I might expect and excuse someone who was a young Christian and had not had the chance to study the Bible like he should that made this mistake. The President of a Seminary, a 54 year old man who grew up in the household of Jerry Falwell and undoubtedly was at church multiple times a week for more than half a century, a man who oversees the education of over 100,000 students who trust that Liberty is an evangelical school? Please. This was more than just a slip on a small detail, this is the statement of someone who apparently doesn't know that what he described as one event is what the Bible records as two distinct and very different events in the ministry of Jesus. You might think I am nitpicking or being overly harsh but if anything I am being too soft on this.

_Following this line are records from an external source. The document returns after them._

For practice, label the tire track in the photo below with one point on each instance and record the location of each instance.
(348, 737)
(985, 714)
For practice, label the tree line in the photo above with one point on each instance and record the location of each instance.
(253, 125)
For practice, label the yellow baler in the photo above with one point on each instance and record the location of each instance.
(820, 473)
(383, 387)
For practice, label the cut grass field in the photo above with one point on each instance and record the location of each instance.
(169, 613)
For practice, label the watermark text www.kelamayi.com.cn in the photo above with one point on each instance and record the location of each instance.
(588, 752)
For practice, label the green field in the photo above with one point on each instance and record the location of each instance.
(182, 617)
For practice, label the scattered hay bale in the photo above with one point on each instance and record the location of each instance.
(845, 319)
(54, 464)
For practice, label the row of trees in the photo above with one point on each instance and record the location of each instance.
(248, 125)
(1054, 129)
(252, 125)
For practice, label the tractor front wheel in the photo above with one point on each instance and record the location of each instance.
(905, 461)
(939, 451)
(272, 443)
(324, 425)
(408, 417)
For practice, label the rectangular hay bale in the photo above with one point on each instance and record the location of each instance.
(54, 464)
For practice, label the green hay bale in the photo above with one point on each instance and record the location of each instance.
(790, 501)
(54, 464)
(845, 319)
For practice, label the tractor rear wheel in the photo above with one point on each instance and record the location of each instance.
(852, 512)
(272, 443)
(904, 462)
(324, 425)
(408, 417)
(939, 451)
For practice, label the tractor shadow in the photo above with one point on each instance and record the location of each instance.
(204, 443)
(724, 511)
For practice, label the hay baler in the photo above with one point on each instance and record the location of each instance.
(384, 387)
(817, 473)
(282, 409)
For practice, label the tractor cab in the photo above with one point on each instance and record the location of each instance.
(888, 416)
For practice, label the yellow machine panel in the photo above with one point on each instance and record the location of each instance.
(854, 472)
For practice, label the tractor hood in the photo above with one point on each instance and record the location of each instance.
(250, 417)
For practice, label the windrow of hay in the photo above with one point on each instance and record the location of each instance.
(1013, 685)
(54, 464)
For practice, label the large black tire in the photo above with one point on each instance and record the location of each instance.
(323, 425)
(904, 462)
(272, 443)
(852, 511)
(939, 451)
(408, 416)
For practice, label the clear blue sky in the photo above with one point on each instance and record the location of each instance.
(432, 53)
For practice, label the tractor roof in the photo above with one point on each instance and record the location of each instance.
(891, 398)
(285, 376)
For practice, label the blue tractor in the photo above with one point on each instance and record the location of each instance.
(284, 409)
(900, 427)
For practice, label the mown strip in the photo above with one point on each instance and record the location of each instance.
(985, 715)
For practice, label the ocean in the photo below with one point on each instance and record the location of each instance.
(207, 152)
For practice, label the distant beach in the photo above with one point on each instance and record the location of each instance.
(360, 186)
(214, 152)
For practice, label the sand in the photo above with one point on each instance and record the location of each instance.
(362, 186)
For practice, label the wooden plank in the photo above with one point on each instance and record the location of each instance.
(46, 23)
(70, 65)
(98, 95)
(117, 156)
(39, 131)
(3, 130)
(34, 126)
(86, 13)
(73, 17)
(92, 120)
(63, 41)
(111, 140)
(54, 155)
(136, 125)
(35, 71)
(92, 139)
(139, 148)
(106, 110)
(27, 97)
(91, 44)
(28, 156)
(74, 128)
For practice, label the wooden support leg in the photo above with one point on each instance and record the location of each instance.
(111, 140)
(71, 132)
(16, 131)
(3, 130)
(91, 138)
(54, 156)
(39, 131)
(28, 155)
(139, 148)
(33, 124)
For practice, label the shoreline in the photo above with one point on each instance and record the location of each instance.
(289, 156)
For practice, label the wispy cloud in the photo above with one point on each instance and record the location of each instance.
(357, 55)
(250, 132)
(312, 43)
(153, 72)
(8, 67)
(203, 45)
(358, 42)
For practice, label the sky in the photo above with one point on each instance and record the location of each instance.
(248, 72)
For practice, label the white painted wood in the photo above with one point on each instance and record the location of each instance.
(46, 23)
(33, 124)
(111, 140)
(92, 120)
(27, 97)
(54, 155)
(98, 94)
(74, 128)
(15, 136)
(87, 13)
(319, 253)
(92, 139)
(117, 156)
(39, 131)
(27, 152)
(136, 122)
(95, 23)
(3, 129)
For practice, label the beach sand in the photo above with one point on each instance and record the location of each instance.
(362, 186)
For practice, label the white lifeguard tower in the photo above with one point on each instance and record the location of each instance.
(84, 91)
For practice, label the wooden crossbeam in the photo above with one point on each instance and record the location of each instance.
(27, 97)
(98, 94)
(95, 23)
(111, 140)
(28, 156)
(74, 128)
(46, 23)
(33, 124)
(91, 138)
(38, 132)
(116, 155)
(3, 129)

It is bad enough that someone with the public platform and influence over not just the tens of thousands of students at Liberty but potentially millions more who are taught by clergy and missionaries trained at Liberty, not to mention getting on national news broadcasts on a regular basis, is using his influence to shill for a deplorable individual that is the antithesis of every quality the Bible tells us to emulate. To do that while butchering a Biblical example that makes little sense anyway and making a fool of himself while he is at it is inexcusable. Mr. Falwell might be better served and might serve the student body of Liberty better if he spent less time singing the praises of Donald Trump and more time reading the Bible.